Bavarisaurus is an extinct genus of lizard that lived in the Late Jurassic period, about 140 million years ago, in what is now Germany.
It is the only genus in the family Bavarisauridae, and is considered a basal squamate, meaning it is one of the earliest branches of the lizard evolutionary tree.
Bavarisaurus is famous for being found inside the stomach of a small theropod dinosaur, Compsognathus, which apparently ate it shortly before dying.
The fossil of Compsognathus with Bavarisaurus was discovered in the 1850s in Solnhofen, Bavaria, and was initially thought to be an embryo or a cannibalized specimen of the same species.
Later studies revealed that the bones belonged to a lizard, and it was named Bavarisaurus by Ostrom in 1978.
Bavarisaurus was a small animal, about 20 cm long, with a large head, long limbs, and a long tail.
It had a large upper temporal opening in the skull, similar to geckos, but lacked a parietal eye, a light-sensitive organ on the top of the head.
It had long fingers and toes, which may have helped it to climb or grasp.

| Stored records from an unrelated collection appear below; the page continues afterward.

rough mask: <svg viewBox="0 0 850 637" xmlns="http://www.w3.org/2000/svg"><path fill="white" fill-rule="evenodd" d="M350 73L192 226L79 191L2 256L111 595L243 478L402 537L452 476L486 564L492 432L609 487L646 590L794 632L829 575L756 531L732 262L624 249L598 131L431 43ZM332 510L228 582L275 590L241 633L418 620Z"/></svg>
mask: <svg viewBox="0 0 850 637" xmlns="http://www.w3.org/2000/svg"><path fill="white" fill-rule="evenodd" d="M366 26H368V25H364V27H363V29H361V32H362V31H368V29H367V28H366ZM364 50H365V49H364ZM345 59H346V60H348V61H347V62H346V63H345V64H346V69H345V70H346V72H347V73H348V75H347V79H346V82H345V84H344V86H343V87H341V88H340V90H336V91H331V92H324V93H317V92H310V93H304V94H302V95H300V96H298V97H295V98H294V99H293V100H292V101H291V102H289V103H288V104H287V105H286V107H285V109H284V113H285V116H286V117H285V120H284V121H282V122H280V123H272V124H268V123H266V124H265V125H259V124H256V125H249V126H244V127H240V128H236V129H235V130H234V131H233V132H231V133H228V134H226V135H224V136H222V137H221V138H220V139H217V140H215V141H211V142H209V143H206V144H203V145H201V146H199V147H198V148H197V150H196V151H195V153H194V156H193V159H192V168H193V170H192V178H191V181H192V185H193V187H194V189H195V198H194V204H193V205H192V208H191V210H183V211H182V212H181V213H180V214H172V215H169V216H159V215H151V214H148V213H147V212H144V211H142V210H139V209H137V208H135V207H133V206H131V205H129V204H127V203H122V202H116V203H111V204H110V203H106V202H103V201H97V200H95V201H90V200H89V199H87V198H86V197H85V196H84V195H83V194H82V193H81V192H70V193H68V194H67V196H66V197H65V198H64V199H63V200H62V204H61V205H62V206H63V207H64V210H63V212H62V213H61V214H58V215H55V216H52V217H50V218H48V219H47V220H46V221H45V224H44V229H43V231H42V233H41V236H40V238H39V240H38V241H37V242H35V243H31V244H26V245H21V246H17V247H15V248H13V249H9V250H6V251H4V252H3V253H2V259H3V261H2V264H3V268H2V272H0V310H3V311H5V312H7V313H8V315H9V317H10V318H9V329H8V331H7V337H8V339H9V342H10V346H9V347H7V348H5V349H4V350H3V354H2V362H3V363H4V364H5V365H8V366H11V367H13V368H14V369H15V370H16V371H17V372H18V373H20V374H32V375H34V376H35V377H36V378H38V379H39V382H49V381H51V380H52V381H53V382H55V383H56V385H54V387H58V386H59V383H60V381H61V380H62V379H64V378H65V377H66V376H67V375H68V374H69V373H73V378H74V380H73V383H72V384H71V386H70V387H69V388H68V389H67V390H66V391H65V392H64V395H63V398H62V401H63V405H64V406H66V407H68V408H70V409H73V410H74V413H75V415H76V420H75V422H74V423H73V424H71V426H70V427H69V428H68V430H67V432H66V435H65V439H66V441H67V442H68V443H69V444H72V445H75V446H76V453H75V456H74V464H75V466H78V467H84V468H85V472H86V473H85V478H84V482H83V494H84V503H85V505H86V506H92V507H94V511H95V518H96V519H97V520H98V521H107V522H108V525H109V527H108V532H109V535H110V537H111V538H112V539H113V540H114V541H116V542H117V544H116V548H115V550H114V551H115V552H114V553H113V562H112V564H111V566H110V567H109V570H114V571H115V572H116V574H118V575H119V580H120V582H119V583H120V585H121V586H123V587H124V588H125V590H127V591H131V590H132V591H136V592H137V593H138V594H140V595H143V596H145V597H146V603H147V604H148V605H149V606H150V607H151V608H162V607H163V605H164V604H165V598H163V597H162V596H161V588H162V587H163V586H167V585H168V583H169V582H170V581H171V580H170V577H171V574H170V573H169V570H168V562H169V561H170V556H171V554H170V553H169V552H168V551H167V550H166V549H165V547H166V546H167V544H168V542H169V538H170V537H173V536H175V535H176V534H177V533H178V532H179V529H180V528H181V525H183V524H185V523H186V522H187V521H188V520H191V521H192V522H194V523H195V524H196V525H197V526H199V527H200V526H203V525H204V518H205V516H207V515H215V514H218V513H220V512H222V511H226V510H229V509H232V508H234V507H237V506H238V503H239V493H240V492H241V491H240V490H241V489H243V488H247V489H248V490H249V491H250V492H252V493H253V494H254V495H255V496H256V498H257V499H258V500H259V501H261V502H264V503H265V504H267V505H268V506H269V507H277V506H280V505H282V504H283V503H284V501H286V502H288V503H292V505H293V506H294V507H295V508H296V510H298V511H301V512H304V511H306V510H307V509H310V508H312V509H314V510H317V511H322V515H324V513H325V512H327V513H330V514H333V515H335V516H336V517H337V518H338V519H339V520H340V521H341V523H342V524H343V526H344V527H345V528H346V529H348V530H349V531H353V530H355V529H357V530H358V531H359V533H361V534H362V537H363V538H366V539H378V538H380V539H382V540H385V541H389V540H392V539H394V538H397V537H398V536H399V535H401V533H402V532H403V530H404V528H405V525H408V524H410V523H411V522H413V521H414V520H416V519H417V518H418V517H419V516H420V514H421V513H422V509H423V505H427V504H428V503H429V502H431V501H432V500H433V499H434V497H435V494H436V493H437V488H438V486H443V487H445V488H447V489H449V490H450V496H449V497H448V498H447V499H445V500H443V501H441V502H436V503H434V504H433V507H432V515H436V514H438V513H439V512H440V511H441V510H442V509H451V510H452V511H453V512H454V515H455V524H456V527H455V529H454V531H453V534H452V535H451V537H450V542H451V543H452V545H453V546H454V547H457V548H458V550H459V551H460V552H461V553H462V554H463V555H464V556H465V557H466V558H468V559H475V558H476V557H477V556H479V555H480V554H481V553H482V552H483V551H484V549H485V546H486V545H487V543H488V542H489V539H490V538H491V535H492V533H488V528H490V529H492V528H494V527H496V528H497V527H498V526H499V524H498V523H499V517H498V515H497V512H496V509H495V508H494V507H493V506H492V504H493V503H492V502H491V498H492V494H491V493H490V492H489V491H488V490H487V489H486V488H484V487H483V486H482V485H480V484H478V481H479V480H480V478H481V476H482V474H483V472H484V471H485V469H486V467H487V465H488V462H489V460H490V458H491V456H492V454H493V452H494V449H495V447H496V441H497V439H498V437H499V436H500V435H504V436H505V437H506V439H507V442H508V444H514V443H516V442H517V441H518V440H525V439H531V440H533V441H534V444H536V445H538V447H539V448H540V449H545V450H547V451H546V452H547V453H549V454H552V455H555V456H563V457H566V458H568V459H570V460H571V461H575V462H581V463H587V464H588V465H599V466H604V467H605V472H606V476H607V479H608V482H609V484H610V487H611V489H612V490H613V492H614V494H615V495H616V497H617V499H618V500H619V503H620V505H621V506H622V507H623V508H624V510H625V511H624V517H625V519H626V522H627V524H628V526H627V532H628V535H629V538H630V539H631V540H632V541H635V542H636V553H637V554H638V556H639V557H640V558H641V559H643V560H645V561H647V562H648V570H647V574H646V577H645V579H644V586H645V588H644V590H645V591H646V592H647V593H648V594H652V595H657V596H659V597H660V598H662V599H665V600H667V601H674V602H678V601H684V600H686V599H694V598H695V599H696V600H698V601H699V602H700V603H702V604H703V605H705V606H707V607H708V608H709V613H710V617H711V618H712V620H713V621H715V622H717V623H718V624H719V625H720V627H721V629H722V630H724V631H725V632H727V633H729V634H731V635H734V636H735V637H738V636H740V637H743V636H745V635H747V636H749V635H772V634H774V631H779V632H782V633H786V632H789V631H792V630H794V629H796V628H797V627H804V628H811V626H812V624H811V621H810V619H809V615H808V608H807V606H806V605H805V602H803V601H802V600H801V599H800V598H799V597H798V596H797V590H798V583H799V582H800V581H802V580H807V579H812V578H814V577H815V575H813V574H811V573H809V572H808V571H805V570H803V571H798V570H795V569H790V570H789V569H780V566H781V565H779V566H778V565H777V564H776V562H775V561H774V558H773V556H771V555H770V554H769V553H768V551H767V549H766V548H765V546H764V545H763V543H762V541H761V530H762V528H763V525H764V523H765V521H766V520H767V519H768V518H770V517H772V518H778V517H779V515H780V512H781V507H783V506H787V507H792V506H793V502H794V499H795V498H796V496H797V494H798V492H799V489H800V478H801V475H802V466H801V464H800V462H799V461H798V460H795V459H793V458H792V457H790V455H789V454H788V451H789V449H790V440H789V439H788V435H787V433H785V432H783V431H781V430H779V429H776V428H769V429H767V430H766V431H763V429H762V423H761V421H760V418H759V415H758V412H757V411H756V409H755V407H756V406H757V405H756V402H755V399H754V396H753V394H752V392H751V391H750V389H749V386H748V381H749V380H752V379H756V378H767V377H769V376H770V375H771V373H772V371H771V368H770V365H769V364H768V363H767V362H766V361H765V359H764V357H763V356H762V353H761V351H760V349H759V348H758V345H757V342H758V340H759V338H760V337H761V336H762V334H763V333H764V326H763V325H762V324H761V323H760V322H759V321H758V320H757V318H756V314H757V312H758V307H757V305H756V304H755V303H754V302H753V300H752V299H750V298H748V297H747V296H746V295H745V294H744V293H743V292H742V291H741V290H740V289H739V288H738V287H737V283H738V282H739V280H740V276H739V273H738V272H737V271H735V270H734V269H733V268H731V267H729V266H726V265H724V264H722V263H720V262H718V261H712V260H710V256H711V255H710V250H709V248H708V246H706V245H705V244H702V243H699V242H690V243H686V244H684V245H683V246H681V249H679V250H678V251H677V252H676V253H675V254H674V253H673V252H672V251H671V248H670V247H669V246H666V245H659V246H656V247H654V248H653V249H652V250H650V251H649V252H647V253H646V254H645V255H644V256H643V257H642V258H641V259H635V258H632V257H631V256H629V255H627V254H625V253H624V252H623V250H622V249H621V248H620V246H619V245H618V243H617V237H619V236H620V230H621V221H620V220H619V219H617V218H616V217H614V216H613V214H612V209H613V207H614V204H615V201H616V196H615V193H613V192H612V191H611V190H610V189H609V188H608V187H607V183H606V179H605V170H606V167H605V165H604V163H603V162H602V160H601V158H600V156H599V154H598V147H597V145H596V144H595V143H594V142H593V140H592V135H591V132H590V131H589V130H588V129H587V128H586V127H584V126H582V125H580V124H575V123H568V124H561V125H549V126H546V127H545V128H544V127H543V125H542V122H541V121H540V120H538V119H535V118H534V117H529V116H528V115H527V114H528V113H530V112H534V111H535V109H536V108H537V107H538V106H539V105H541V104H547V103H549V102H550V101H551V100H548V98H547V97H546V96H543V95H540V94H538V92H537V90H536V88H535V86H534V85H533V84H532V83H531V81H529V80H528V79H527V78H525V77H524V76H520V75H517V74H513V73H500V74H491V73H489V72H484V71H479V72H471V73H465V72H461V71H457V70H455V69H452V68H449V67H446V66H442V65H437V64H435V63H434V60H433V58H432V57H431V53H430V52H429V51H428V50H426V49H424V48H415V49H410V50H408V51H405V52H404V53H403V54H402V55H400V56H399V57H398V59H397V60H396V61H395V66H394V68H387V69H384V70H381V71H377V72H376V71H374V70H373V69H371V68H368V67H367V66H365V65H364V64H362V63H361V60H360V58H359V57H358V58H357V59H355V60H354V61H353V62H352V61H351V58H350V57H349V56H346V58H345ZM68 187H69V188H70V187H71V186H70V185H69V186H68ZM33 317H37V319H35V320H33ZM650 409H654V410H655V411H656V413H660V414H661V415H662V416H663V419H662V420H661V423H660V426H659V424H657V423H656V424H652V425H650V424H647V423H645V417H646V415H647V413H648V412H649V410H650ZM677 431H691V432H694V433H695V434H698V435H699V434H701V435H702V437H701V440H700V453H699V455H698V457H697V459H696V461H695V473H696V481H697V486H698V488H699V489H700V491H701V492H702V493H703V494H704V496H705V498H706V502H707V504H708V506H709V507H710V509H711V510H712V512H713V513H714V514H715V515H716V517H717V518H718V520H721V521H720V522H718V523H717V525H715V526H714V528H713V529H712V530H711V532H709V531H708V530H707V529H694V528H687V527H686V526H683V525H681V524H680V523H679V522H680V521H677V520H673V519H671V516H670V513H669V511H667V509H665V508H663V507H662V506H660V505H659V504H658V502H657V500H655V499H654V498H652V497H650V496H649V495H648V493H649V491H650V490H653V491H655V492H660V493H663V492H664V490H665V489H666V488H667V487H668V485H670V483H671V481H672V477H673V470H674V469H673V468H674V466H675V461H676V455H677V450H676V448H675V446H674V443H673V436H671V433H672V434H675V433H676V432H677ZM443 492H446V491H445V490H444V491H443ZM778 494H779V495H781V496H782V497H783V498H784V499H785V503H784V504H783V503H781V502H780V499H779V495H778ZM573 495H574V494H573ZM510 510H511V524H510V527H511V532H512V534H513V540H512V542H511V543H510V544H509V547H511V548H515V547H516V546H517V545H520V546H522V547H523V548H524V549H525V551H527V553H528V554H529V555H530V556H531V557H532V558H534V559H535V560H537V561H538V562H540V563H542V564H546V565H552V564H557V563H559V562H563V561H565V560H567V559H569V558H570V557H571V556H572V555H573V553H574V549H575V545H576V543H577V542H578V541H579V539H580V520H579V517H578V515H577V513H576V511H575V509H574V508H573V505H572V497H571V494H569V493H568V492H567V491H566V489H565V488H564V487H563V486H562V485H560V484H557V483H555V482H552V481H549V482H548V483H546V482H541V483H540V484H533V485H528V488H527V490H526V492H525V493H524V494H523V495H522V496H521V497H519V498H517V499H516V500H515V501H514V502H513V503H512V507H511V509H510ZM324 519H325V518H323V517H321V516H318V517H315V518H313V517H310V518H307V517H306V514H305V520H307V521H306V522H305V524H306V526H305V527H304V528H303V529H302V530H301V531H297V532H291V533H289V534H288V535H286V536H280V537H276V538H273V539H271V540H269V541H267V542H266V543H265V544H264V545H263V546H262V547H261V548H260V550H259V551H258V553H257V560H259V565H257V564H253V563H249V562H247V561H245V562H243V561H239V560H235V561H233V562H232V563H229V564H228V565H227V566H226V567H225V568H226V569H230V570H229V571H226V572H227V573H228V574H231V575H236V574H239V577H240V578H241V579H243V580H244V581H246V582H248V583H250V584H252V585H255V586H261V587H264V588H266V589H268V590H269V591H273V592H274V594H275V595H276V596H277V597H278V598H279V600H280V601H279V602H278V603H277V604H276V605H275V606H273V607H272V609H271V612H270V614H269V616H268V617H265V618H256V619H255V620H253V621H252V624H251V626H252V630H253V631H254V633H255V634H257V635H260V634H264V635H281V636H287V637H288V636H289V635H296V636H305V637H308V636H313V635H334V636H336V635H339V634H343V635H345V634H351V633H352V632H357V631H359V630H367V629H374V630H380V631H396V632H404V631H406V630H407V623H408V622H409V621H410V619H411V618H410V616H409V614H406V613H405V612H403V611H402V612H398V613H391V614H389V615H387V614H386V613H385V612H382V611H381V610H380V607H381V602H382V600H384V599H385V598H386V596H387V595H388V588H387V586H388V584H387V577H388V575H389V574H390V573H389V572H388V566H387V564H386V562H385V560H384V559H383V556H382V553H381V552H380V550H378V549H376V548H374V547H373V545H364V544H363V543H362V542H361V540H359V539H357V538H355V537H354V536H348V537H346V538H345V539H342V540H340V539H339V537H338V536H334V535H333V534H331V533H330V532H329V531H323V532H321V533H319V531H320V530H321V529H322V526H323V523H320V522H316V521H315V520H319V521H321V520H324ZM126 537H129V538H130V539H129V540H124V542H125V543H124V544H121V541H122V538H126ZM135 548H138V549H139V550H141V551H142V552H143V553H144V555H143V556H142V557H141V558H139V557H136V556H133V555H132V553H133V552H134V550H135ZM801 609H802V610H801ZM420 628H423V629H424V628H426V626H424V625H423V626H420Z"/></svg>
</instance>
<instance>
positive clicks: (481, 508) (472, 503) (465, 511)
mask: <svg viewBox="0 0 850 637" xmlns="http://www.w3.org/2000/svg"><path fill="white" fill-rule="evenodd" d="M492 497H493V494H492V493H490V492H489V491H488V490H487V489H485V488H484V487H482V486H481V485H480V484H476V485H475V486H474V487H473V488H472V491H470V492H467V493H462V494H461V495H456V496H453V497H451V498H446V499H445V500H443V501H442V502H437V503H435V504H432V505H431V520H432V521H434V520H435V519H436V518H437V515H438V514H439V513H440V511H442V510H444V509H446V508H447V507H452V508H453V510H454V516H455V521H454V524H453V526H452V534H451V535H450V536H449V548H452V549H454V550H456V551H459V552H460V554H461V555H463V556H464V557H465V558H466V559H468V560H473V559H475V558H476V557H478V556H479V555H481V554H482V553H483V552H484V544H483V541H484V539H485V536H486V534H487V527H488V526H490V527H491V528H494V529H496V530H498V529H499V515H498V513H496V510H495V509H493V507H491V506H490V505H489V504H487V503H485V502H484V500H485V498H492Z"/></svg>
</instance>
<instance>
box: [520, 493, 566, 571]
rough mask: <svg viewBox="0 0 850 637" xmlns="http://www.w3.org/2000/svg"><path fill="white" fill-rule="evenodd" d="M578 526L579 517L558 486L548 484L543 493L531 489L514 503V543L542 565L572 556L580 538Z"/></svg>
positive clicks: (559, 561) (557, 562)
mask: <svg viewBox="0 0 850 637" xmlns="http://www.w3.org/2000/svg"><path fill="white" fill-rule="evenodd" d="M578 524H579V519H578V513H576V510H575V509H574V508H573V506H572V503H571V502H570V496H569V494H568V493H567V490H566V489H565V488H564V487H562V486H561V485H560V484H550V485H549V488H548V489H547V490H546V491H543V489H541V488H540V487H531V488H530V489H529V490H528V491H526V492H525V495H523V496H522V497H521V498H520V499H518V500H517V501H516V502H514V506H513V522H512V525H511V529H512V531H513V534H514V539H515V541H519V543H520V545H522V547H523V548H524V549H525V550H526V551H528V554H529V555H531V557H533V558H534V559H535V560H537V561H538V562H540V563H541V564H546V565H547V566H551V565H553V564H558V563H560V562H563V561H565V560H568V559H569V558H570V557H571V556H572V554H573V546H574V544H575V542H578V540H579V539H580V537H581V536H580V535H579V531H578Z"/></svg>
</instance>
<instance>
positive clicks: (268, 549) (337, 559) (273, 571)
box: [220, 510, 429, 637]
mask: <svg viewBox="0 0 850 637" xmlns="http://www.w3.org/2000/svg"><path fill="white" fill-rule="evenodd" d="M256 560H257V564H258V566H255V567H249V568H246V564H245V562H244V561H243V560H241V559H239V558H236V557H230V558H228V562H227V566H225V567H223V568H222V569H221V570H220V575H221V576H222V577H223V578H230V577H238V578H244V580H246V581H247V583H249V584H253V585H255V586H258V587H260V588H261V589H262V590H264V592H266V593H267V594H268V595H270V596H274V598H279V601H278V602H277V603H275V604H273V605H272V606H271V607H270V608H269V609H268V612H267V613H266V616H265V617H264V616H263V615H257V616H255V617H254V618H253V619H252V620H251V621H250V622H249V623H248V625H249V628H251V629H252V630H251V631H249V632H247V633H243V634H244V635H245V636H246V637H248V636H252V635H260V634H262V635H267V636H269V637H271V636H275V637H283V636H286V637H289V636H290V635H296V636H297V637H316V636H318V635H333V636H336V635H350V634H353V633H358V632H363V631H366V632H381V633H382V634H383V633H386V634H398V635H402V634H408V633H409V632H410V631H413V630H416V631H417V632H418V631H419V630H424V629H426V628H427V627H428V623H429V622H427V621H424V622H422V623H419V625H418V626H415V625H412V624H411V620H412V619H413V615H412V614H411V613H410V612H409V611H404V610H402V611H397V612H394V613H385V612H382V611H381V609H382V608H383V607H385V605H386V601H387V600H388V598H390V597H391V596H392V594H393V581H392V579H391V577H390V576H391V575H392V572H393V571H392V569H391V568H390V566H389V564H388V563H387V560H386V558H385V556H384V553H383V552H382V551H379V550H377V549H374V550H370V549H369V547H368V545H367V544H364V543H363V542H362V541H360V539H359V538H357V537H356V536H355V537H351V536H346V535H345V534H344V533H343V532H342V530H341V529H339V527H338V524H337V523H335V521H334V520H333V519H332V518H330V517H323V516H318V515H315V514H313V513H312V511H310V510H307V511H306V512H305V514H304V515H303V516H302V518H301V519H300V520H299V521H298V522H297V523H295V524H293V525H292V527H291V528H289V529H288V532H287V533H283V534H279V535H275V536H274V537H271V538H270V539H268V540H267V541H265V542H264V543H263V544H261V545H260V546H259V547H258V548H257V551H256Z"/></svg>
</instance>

Its vertebrae were amphicoelous, meaning they had concave ends on both sides.
Bavarisaurus lived in a dry and warm environment, with shrubs and low trees.
It shared its habitat with other lizards, such as Ardeosaurus, pterosaurs, such as Anurognathus and Pterodactylus, dinosaurs, such as Eustreptospondylus and Archaeopteryx, marine crocodiles, and various invertebrates.
It was probably preyed upon by small carnivorous dinosaurs, such as Compsognathus, which had to be very agile to catch such a fast-running lizard.
Bavarisaurus is one of the most well-known extinct lizards, and has been mentioned in various media, such as books, documentaries, and video games.
This lizard was a remarkable creature that gives us a glimpse into the diversity and evolution of lizards in the Jurassic era.